ALTERATIONS IN DYNAMIC MYOFIBRILLAR FUNCTION

动态肌原纤维功能的改变

• 批准号: 2735330
• 负责人: MATTHEW R WOLFF
• 金额: $ 19.7万
• 依托单位: UNIVERSITY OF WISCONSIN-MADISON
• 依托单位国家: 美国
• 财政年份: 1996
• 资助国家: 美国
• 起止时间: 1996-08-01 至 2000-06-30
• 项目状态: 已结题
• 来源: https://reporter.nih.gov/project-details/2735330
• 关键词: beta adrenergic receptor; beta antiadrenergic agent; calcium flux; disease /disorder model; dogs; flash photolysis; heart cell; heart failure; heart function; human tissue; laser spectrometry; molecular pathology; muscle relaxation; muscle tension; myocardium; myocardium disorder; myofibrils; nonhuman therapy evaluation; phosphorylation; sarcomeres

DESCRIPTION (adapted from the applicant's abstract): The overall goal of the principal investigator is to relate the depression of ventricular function in human and experimental canine dilated cardiomyopathy to alterations in the mechanical behavior of the cardiac myofibril. Previous experiments by the applicant have demonstrated that the calcium sensitivity of isometric tension is increased in both forms of heart failure, and suggested that this increase is due to reductions in b- adrenergically mediated (protein kinase A-dependent) phosphorylation of myofibrillar proteins. Prior studies in normal myocardium suggest that protein kinase A-mediated phosphorylation of myofilament proteins results in important alterations in dynamic as well as isometric myofibrillar mechanical function, increasing unloaded or maximal velocity of shortening and accelerating the rates of tension development and myofibrillar relaxation. The central hypothesis of this proposal, therefore, is that reductions in the basal level of b-adrenergically mediated phosphorylation of myofilament proteins results in significant alterations in dynamic myofibrillar function, including reduced shortening velocities under physiologic loads, reduced maximal myofibrillar power output, and decreased rates of isometric tension development and myofibrillar relaxation. These hypotheses will be tested in myocyte-sized myofibrillar preparations from failing and non-failing human and canine myocardium, using techniques such as laser diffraction methods to monitor and control sarcomere lengths, and UV flash photolysis to rapidly change activator calcium concentrations.
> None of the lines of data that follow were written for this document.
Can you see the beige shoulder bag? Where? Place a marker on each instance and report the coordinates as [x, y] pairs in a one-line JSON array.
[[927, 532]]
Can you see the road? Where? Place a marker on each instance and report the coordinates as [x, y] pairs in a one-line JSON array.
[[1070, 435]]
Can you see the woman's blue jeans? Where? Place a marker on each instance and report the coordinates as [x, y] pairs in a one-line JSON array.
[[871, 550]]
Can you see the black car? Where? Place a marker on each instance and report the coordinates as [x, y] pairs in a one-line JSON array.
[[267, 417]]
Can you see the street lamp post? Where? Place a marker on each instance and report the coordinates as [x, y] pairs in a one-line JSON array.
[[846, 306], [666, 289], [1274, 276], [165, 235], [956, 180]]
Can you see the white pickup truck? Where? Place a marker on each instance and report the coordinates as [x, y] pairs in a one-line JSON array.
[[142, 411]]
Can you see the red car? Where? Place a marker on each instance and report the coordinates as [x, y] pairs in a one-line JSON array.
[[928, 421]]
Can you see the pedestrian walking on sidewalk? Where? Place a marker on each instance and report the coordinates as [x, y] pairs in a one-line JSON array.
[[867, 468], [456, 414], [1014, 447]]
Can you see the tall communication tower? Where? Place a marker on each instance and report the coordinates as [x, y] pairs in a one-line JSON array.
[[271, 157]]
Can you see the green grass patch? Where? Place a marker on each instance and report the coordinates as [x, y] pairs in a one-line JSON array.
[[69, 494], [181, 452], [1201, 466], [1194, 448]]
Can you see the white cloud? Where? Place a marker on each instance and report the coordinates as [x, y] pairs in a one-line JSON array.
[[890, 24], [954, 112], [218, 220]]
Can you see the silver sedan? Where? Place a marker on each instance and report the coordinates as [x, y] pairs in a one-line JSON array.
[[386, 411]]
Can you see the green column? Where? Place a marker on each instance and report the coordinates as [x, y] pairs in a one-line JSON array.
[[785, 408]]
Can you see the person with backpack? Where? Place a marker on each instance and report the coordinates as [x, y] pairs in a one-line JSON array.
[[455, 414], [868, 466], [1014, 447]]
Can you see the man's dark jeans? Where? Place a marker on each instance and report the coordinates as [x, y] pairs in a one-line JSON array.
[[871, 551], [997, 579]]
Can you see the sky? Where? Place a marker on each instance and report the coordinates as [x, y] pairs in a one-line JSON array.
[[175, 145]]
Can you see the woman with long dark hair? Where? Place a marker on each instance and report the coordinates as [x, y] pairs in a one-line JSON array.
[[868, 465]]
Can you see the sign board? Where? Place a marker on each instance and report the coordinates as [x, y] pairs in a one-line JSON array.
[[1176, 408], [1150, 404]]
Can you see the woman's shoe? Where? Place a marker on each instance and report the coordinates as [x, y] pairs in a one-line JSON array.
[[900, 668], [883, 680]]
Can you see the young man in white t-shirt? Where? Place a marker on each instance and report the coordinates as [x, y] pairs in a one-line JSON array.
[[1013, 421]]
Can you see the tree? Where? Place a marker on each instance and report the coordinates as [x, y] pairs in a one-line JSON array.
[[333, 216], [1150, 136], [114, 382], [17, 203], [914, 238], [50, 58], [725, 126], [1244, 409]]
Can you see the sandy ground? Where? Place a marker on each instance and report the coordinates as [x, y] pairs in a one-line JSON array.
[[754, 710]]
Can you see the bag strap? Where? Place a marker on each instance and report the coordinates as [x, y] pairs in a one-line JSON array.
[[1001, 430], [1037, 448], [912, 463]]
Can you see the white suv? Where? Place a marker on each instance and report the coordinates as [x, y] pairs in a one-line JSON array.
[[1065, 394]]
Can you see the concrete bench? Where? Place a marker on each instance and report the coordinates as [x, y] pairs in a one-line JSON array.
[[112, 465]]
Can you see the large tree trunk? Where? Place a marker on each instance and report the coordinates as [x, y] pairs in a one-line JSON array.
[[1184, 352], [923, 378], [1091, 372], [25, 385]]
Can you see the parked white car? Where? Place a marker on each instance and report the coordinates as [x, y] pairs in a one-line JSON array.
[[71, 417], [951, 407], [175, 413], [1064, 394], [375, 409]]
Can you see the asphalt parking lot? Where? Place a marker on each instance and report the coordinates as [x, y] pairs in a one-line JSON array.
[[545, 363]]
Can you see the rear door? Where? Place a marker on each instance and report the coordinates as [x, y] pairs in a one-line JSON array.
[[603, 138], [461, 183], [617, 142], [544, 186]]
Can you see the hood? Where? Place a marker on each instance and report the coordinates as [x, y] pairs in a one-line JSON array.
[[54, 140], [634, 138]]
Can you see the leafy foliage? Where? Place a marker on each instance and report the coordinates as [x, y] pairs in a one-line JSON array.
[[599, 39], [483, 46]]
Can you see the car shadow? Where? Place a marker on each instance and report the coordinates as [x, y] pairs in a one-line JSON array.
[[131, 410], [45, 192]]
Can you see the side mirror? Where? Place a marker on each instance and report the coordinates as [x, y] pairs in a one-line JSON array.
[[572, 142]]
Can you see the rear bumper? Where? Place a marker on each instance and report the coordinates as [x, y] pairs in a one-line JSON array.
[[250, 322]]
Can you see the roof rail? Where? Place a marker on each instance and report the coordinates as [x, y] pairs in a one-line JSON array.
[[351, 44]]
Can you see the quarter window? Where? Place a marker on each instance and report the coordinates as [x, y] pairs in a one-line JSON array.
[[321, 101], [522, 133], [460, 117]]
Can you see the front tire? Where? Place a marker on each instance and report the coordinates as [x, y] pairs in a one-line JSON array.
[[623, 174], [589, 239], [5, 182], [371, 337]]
In the canine model of chronic rapid pacing-induced heart failure, changes in dynamic myofibrillar function will be directly related to alterations in myofibrillar protein phosphorylation, and to depression of left ventricular systolic and diastolic function. A second hypothesis is that chronic oral b-adrenergic blockade in dilated cardiomyopathy will limit the severity of contractile failure, increase basal phosphorylation of myofilament proteins, and normalize maximal myofibrillar power output and other indices of myofibrillar mechanical function in this model. This hypothesis will be tested in the canine chronic rapid pacing model using similar techniques.
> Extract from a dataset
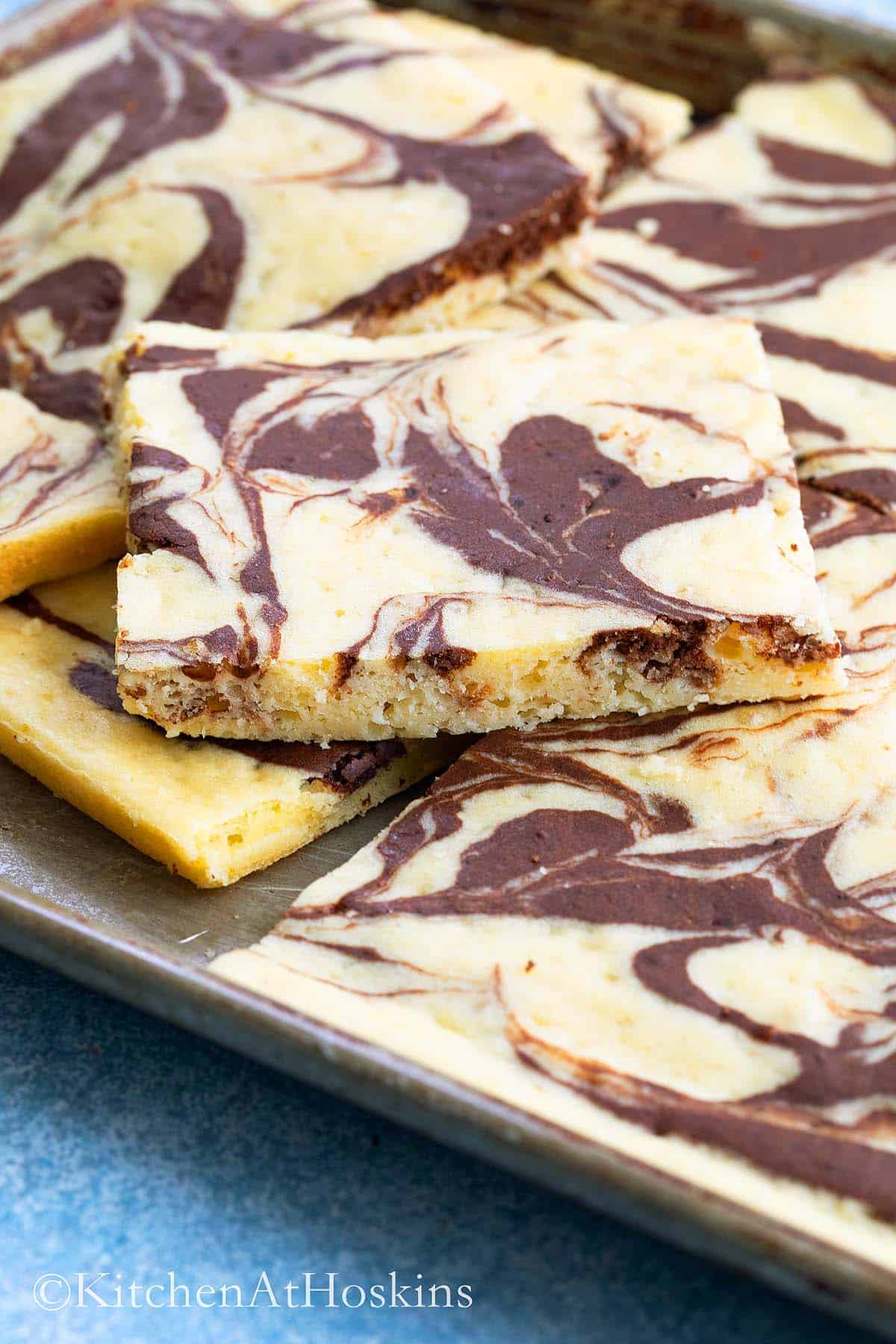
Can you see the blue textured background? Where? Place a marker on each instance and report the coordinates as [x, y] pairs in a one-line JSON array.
[[128, 1145]]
描述(改编自申请者的摘要)：总体目标 主要研究者的观点是与脑室压低有关 在人和实验性犬扩张型心肌病中的作用 心肌原纤维力学行为的改变。 申请人之前的实验已经证明，钙 在这两种类型的心脏中，等长张力的敏感性都增加了 失败，并认为这一增长是由于b- 肾上腺素介导的(蛋白激酶A依赖的)磷酸化 肌原纤维蛋白。先前对正常心肌的研究表明， 蛋白激酶A介导的肌丝蛋白磷酸化 导致动态和等轴测的重要变化 肌原纤维机械功能增加，无负荷或最大 缩短和加快张力发展的速度 和肌原纤维松弛。这一提议的核心假设是， 因此，b-肾上腺素基础水平的降低 介导的肌丝蛋白的磷酸化导致显著 动态肌原纤维功能的改变，包括降低 生理负荷下收缩速度最大减速 肌原纤维的功率输出和等长张力降低 发育和肌原纤维松弛。这些假说将得到检验。 在肌细胞大小的肌原纤维制剂中 人和狗的心肌，使用激光衍射等技术 监测和控制肌节长度和紫外线闪光的方法 光解作用能迅速改变激活剂的钙浓度。在 犬慢性快速起搏所致心力衰竭模型的变化 动态肌原纤维功能将与改变直接相关 在肌原纤维蛋白的磷酸化，并对左 心脏收缩和舒张期功能。第二个假设是 慢性口服β-肾上腺素能阻断治疗扩张型心肌病将 限制收缩衰竭的严重程度，增加基础 肌丝蛋白的磷酸化，最大正常化 肌原纤维功率输出等肌原纤维力学指标 在此模型中的功能。这一假说将在犬类身上进行验证。 使用类似技术的慢性快速起搏模型。